The U.S., playing the role of unlikely favorites three days after upsetting the Canadians, was mired in a scoreless draw for two-plus periods. The confidence that had soared after stunning Canada were ebbing.
"We were close to getting frustrated," said Miller, an All-Star with the Buffalo Sabres in 2007. "But we held tight."
Miller was the glue.
Sure, he faced only 19 shots.
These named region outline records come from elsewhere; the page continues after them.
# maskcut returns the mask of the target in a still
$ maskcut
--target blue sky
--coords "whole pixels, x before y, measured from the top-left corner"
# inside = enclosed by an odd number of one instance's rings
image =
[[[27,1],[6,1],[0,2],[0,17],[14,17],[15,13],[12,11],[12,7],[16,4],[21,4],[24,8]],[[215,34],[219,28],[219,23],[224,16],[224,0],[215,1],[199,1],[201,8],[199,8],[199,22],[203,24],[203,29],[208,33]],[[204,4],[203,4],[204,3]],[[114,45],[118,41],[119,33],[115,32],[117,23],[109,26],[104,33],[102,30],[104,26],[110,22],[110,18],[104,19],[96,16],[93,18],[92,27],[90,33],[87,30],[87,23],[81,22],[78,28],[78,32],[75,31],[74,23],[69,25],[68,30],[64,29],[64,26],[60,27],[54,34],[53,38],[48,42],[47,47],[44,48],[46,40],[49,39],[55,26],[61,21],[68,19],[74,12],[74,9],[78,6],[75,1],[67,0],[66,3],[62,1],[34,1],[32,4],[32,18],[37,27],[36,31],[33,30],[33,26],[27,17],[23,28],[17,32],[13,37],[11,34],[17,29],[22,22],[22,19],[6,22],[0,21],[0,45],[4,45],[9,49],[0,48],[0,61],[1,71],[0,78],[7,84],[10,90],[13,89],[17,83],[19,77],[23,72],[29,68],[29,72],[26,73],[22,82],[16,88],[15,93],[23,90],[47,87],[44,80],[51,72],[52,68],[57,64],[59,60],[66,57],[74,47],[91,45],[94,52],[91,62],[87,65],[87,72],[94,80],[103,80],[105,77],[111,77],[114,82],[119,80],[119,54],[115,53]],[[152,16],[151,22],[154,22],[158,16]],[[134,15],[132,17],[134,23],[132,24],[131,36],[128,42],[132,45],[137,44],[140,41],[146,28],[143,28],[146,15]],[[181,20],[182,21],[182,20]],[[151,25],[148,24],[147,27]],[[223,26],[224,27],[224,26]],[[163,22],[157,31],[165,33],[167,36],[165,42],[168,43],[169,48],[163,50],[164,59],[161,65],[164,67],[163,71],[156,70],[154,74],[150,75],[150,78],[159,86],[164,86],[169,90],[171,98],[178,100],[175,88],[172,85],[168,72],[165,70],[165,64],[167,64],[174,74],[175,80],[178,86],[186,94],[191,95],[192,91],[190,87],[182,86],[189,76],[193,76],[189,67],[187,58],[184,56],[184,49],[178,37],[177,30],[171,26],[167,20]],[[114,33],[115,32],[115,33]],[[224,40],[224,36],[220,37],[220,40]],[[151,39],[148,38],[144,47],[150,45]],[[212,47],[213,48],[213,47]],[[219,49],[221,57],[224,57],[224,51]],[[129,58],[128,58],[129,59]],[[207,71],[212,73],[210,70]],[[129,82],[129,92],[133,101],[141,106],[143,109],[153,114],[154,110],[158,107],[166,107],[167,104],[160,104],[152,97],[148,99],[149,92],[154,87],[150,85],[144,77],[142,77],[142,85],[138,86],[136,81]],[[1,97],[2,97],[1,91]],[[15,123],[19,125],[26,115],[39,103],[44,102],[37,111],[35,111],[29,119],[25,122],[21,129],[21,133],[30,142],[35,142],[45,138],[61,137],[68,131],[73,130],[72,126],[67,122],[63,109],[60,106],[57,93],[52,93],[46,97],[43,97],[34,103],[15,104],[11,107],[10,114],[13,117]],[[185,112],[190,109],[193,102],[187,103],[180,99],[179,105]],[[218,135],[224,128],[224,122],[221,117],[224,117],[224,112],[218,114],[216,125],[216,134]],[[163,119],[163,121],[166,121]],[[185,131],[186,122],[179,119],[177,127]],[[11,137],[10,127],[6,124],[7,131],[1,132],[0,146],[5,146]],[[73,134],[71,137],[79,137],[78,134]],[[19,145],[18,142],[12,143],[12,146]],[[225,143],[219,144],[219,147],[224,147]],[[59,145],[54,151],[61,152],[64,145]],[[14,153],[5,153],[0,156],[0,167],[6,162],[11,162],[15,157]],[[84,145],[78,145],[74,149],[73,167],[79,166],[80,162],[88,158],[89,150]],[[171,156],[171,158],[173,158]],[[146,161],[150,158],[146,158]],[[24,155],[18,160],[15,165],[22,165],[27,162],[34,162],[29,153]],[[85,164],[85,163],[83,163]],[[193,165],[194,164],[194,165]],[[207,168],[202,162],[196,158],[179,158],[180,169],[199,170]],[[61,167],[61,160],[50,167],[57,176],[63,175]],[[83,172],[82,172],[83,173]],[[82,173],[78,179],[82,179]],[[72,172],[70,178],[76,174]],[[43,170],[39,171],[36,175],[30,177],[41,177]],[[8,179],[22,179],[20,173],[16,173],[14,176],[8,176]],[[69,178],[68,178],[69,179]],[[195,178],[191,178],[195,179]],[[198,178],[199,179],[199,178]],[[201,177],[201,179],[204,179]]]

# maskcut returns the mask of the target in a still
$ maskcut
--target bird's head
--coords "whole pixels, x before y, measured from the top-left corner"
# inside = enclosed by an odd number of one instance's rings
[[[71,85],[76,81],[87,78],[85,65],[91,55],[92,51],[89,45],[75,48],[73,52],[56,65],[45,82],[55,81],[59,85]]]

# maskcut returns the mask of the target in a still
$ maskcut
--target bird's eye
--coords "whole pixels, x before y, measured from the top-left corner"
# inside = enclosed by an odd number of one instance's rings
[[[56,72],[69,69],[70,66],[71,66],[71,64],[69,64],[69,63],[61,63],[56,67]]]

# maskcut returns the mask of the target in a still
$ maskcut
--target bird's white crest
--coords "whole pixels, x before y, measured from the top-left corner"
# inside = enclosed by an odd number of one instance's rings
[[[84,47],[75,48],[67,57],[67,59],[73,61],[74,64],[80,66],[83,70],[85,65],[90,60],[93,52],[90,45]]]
But from front line to back, the Americans say their 29-year-old goalie from East Lansing, Mich., is a big reason why this team hasn't panicked on hockey's biggest stage the last two weeks.
When the U.S. looked frazzled while scrambling through the first minutes against Switzerland, Miller soothed them.
Just over three minutes into the game, he coolly threw out his blocker to deny Julien Sprunger's drive from the slot after a bad giveaway by the Americans in their own zone.
Less than a minutes later, he threw a shoulder out to stop Raffaele Sannitz's rising shot, again from the slot when the U.S. defense was caught out of position.
And then, with his team clinging to its 1-0 with seven minutes remaining, Miller gloved a cannon-blast of a shot from Luca Sbisa, who was left dangerously open in the faceoff circle.
After each of those saves, Miller had no expression. Just doing his job.
His only reaction came early in the third period. He was drilled in the stomach with the puck while stopping yet another Swiss drive.
He bent over and was trying to catch his breath when he got a second stroke of luck -- extended stoppage to clean the ice. After a few minutes, Miller resumed what's been his normal business in Vancouver.
He had 42 saves against Canada. He has allowed just five goals in four games, and only two of those have come at even strength. He also has quietly moved this team within two wins of gold.
"I expected the Swiss to counterattack every once in a while," U.S. coach Ron Wilson said. "But with a goalie like Ryan Miller
... you expect big saves. And we got them."